With more casks, has also come more bottling work. It isn’t a requirement for customers to use us of their bottling, but we do try to make it easier by offering bottling services. Bottling is a partly seasonal task, with most people wanting their whisky around Christmas time and this leading to a backlog usually from October. Despite investing in expensive bottling equipment, every time I think that we are going to catch up, something happens and we end up with more bottlings. Different customers have different requirements, so the issue of scheduling it something that we still struggle with to this day. “How long will it take?” is the most common question received in our office, and it is a difficult one to answer. We have period of bottling 10 casks a day where we feel like we are the most efficient team on the planet, but then a couple of weeks later thousands and thousand of labels will come through the door from the various customers. These labels are often not on a roll and need to be hand applied, or the bottles are tapered so the labels can’t be applied by a machine. Suddenly a week has passed when you are mostly labelling and only bottling 2-3 casks per day. The variability in labelling is the single biggest problem that we have. Bottling a cask can be done in 25 minutes with a three person team, but labelling can take an hour and a half.

Filtered (not chill filtered) whisky ready to go through the bottling machine
Believe it or not this is the same whisky that the photograph in the tank above shows.
Labelling is easy if labels are supplied on a roll, but not if the bottles are square or tapered!

Another problem with more casks, is proportionally more leaky casks. Lots of our customers have grown alongside us, so they have a larger stock and also therefore experience a larger number of leaks. We have a good system of storage where we can access nearly every cask for sampling, but it doesn’t really make it any easier to spot slow leaks. Imagine a 1ml drip every minute from a cask end – thats 525 litres in a year, in otherwords your cask could be empty for the sake of 1ml every minute. To further complicate matters, casks are an ever changing thing, expanding and contracting as the temperature fluctuates. We estimate that the temperature of the whisky in our casks fluctuates from 2 degrees C to 14 degrees C throughout the year, with higher fluctuations in those casks that are out of the warehouse for work to be done. This fluctuation in temperature can mean that a cask which is perfect in every way today, can be leaking next week. You bring it out and fix it, only for one next to it to spring a leak next week. All of this assumes that you actually notice the leak.
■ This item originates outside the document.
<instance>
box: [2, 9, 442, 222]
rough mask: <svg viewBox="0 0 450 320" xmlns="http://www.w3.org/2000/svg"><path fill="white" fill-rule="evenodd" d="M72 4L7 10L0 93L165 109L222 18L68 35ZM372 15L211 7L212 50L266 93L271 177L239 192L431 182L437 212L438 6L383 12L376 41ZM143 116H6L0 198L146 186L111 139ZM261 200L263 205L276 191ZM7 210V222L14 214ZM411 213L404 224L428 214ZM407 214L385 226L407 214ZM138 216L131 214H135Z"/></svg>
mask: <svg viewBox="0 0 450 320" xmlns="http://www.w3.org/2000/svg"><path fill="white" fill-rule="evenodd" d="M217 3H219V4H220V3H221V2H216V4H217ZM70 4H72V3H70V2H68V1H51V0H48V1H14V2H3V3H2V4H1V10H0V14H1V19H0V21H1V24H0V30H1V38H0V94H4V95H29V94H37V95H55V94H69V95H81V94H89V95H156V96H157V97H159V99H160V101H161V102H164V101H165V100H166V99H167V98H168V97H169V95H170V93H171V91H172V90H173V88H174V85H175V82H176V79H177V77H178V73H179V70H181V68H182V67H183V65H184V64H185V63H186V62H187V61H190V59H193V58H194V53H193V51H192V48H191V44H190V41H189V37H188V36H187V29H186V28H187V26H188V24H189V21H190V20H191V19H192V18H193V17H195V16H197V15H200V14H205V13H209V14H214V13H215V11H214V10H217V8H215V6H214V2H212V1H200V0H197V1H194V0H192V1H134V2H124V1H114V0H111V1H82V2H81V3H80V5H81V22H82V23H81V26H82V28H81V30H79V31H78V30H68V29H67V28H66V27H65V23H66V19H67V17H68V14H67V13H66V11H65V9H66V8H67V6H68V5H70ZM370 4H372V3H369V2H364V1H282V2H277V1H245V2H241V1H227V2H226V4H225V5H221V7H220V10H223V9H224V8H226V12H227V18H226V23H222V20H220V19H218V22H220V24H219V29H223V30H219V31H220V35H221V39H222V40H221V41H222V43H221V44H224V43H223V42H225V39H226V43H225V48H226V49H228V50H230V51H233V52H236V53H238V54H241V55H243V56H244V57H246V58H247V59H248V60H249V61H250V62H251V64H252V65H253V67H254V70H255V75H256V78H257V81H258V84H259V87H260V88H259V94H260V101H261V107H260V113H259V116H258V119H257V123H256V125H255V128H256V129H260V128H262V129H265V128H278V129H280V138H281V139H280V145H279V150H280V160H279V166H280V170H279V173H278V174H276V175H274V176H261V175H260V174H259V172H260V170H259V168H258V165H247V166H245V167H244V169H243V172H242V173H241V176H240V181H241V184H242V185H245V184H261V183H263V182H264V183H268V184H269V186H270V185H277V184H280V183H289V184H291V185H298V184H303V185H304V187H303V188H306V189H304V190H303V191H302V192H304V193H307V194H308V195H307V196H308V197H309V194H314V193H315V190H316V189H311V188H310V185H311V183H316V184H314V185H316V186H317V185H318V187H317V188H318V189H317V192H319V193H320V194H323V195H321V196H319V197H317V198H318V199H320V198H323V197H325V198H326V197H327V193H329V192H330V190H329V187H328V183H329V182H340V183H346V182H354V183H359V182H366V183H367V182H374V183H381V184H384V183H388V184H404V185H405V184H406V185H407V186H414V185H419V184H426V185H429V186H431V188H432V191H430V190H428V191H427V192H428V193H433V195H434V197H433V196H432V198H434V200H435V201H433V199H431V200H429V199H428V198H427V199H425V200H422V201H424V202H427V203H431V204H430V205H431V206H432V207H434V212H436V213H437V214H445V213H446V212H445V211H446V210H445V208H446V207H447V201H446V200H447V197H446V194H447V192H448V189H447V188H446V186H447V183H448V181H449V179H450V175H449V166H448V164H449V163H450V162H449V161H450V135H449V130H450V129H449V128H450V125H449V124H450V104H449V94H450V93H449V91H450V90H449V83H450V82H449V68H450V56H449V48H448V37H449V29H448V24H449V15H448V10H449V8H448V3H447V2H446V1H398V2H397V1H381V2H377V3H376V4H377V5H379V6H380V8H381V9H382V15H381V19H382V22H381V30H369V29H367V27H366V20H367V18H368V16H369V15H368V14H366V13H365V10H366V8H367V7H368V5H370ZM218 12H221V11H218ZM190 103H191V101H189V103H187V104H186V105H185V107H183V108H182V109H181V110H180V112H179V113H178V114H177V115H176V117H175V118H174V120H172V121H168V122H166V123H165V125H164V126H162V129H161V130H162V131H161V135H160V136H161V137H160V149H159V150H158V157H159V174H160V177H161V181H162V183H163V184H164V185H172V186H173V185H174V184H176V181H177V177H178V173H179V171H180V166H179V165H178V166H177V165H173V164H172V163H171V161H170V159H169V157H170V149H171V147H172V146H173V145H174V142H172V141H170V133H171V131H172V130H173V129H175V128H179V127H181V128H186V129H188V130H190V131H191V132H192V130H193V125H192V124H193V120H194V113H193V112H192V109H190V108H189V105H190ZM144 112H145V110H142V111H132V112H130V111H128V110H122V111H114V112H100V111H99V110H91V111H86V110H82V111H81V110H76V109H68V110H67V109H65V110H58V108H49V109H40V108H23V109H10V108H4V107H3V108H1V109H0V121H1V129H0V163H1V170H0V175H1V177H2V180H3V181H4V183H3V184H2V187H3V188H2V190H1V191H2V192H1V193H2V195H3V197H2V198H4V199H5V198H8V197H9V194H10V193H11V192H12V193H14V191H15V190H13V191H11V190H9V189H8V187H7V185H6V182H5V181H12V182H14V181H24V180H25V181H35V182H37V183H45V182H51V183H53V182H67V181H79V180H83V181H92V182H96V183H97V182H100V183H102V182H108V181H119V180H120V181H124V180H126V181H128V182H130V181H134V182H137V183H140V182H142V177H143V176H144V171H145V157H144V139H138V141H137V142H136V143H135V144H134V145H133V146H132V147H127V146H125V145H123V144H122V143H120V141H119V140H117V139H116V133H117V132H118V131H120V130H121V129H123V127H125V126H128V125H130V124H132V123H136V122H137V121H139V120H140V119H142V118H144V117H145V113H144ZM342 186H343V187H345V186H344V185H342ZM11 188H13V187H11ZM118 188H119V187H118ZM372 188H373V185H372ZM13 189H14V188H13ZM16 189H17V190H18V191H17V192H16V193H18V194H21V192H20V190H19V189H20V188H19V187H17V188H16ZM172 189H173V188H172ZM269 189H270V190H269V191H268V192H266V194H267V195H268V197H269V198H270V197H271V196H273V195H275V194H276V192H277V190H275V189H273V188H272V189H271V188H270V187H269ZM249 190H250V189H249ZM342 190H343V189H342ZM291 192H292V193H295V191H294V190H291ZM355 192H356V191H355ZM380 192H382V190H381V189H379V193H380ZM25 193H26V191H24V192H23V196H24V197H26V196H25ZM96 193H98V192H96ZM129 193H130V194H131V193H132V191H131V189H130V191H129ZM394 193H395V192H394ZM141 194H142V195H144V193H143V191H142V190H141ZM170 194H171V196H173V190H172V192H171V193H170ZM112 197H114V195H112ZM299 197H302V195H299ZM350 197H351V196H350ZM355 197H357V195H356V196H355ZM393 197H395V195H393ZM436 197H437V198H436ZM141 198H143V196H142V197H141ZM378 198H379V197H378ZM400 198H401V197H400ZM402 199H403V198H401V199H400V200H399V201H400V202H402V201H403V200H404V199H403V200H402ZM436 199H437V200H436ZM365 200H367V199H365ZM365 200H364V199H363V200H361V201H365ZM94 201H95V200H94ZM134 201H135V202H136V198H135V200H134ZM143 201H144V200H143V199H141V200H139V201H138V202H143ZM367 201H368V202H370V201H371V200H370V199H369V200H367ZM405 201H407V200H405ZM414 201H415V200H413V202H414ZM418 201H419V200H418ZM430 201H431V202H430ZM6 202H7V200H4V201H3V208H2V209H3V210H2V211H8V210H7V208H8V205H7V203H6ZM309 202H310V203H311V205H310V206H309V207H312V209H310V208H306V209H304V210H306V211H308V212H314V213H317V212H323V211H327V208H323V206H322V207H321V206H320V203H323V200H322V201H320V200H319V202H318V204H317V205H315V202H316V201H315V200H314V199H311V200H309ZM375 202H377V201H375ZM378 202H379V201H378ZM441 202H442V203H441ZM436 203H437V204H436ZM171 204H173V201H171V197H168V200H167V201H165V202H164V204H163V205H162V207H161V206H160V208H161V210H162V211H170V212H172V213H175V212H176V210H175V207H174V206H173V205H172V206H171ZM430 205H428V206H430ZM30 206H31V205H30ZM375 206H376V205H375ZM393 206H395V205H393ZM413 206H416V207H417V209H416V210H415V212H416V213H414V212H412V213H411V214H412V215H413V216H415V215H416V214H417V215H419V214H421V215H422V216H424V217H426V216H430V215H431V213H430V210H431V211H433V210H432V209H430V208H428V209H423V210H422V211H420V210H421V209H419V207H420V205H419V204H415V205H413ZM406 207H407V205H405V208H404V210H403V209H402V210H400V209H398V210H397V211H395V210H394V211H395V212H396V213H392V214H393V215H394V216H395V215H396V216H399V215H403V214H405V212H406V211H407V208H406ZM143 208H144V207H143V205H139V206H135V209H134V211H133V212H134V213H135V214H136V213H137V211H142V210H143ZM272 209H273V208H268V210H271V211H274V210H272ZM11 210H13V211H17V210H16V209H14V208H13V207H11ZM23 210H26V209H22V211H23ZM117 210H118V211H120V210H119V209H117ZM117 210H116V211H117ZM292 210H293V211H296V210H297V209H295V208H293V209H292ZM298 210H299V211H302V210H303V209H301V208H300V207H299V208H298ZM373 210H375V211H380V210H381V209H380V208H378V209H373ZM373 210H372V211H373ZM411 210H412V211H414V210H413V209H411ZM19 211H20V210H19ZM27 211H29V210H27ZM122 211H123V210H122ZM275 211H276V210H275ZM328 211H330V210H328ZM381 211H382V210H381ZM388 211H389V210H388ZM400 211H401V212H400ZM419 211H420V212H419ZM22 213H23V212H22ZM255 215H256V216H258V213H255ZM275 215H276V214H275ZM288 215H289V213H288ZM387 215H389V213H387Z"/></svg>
We have concrete floors, so usually can see pools of liquid if they form in a walkway, but we can’t if they form at the back of the casks (they sit back to back with an aisle on the outsides). The casks are stored 8 high, so a 1ml drip per minute might not even make it to the ground, but can soak into the wood of various casks below.
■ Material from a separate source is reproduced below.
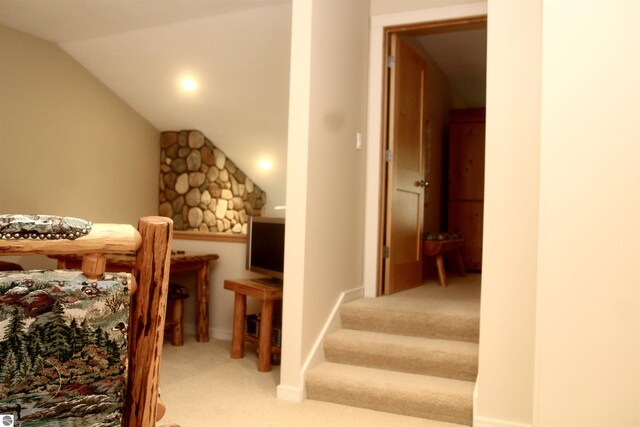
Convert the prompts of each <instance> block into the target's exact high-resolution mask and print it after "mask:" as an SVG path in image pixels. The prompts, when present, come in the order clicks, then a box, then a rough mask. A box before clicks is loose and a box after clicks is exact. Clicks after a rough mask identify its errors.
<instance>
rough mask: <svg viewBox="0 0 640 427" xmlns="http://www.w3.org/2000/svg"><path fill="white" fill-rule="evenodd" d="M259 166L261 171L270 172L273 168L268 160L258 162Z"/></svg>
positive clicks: (269, 161)
mask: <svg viewBox="0 0 640 427" xmlns="http://www.w3.org/2000/svg"><path fill="white" fill-rule="evenodd" d="M258 166H259V167H260V169H262V170H266V171H268V170H271V169H272V168H273V163H271V162H270V161H269V160H267V159H262V160H260V161H259V162H258Z"/></svg>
Then you have the worst types of leaks – the instantaneous, unpredictable, “explosive” type of leak. Some types of wood and in my experience most commonly Spanish oak sherry casks, can rupture completely unexpectedly, emptying the cask in a matter of minutes. If this happens at night or at the weekend, or simply when you’re not nearby, what chance is there to save the liquid? I think that this happens due to over tightening of the hoops on the curved sherry wood, putting a lot of strain on the curved cask staves. As they dry out in the warehouse they pop. If you’re lucky, it will be the top of the cask -if not, it won’t.

Popped Stave on a sherry butt. Cask is now being stored upside down.
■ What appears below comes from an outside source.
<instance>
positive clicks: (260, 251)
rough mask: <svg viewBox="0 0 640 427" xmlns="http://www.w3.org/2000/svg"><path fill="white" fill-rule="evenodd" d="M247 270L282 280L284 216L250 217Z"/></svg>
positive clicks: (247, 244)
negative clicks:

Ten years ago when we were selling casks of 10 year old Caol Ila for £2200, leakages weren’t such a major issue (20 litres lost at 50% might cost you £220). Now just a few litres of losses can take you into the high hundreds of pounds or even thousands of pounds of losses.

Dry stock, bottles and boxes
Finished product strapped and waiting for a collection date
Empty casks and bottled stock ready to ship
It’s not a bad view while you’re bottling!

Since 2010 when I started with just myself, the company has now grown to 24 of us. With the help of a keen and happy staff, I want to try to continue to grow, providing customers with good value whisky and a friendly approachable service.